Last June, 16 congregations – including a Buddhist council, three synagogues, Bahá’ís and various Christian denominations – announced a union to contribute to the city’s fund and cited the Black Manifesto as one of their inspirations. did.
“No amount can adequately compensate for 400 years of systemic subjugation,” it said in a joint statement. “Repair first focuses on formally accepting collective responsibility for past mistakes and their continuing effects.”
First United Methodist Church, Evanston, Ill.
Not everyone is taken in by the idea of religious indemnity. Woolard Lett, of the National Coalition for Blacks for Reparation in America (N’COBRA), said payments such as the interfaith effort in Evanston “are insufficient to repair the damage done to African chattels and slavery and its ongoing remnants.”
What is needed, he said in an interview, is not only compensation, but a more comprehensive effort that includes rehabilitation for the injured and the restoration of basically everything that was lost.

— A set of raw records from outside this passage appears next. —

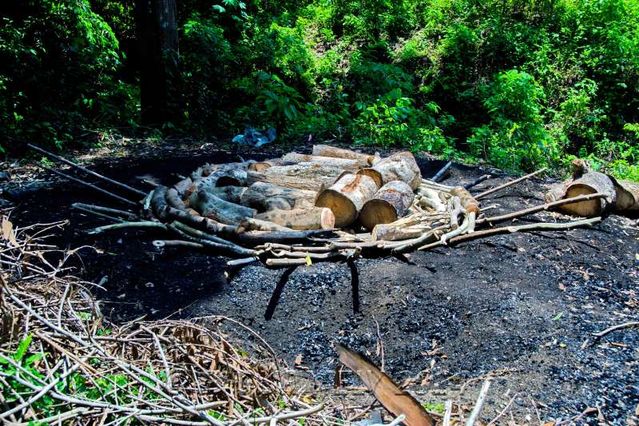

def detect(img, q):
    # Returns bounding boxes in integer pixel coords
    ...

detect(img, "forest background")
[0,0,639,180]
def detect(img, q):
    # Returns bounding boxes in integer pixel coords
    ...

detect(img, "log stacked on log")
[545,159,639,217]
[32,145,612,267]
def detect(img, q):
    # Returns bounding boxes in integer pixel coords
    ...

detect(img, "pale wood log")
[282,152,368,171]
[358,151,422,191]
[313,145,380,166]
[315,174,377,228]
[190,191,257,225]
[237,218,292,233]
[359,180,415,230]
[256,207,335,231]
[248,163,343,191]
[239,182,317,212]
[545,172,617,217]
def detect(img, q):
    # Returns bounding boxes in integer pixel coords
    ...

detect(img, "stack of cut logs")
[140,145,479,264]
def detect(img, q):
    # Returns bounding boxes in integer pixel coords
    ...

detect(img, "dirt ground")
[0,142,639,424]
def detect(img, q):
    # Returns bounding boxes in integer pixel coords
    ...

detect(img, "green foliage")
[0,0,639,176]
[468,70,561,170]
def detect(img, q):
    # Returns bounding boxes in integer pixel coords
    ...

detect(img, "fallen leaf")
[336,344,435,426]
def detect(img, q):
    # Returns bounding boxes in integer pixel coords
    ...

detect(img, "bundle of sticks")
[28,145,606,267]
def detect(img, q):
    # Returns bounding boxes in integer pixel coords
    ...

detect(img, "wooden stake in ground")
[282,152,368,171]
[256,207,335,231]
[545,172,617,217]
[359,180,415,230]
[315,174,377,228]
[358,151,422,191]
[336,345,435,426]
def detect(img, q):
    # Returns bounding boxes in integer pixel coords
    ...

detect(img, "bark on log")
[247,163,343,191]
[315,174,377,228]
[239,182,317,212]
[209,186,251,207]
[545,172,617,217]
[611,177,639,213]
[358,151,422,191]
[359,180,415,230]
[191,191,257,225]
[282,152,368,171]
[256,207,335,231]
[248,158,290,172]
[313,145,379,167]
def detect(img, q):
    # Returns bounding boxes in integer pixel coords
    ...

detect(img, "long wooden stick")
[42,166,135,206]
[477,193,606,225]
[87,221,168,235]
[592,321,639,338]
[27,143,146,197]
[418,217,601,250]
[475,167,547,200]
[466,380,490,426]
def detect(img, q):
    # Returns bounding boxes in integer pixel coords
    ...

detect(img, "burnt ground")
[3,144,639,424]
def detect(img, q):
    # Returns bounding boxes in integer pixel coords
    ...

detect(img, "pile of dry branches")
[0,216,322,425]
[32,145,607,267]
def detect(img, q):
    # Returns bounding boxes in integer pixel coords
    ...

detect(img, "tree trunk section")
[612,178,639,213]
[545,172,617,217]
[315,174,377,228]
[359,180,415,231]
[313,145,379,167]
[358,151,422,191]
[239,182,317,212]
[256,207,335,231]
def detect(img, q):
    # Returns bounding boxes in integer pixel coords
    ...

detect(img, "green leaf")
[13,334,33,362]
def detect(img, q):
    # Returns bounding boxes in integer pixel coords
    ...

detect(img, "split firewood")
[358,151,422,190]
[282,152,368,171]
[336,345,435,426]
[189,190,257,225]
[210,185,252,207]
[315,174,378,228]
[248,163,344,191]
[544,160,617,217]
[256,207,335,231]
[239,182,317,212]
[313,145,380,167]
[359,180,415,230]
[610,176,639,214]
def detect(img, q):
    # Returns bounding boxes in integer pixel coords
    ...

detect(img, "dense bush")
[0,0,639,178]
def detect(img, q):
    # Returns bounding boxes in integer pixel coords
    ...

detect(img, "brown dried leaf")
[336,345,435,426]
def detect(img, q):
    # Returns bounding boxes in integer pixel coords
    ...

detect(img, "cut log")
[315,174,377,228]
[248,163,343,191]
[256,207,335,231]
[282,152,368,171]
[611,177,639,213]
[190,191,257,225]
[545,172,617,217]
[358,151,422,191]
[313,145,380,167]
[239,182,317,212]
[248,158,290,172]
[359,180,415,230]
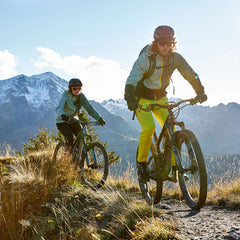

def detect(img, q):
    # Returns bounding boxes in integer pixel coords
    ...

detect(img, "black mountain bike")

“To know the remedy, you have to understand the injury,” he said. “It’s not a broken labor contract, it’s a broken covenant between the human family. It’s part of the role of the church. They can play their part in promoting healing.”
But many churches have refused to do so.
“We see the impact of evangelical authority on the law,” Lett continued, “but when it comes to addressing injuries to Africans, what do they do? Throw up your hands and roll the plate around. pass by.”
But even the most conservative denominations, such as Southern Baptists, can move on to the issue. The majority-white Highland Baptist Church in Louisville, Kentucky, has spent 18 months researching repairs. It plans to create a reparations fund that Nancy Goodhue, chair of the reparations task force, hopes will cover 1 percent of the church’s budget, or about $10,000. The money will go toward organizations that support better education, housing and job opportunities for blacks.
“We hope other congregations are doing the same and supporting each other and running grassroots agitations for compensation,” Goodhue said. “It’s ambitious, but we have to do something.
“Doing this work is justice, it is deep and it is hard. You have to see what the damage has been done. We are not the best people. This work must be done if our country is to change.”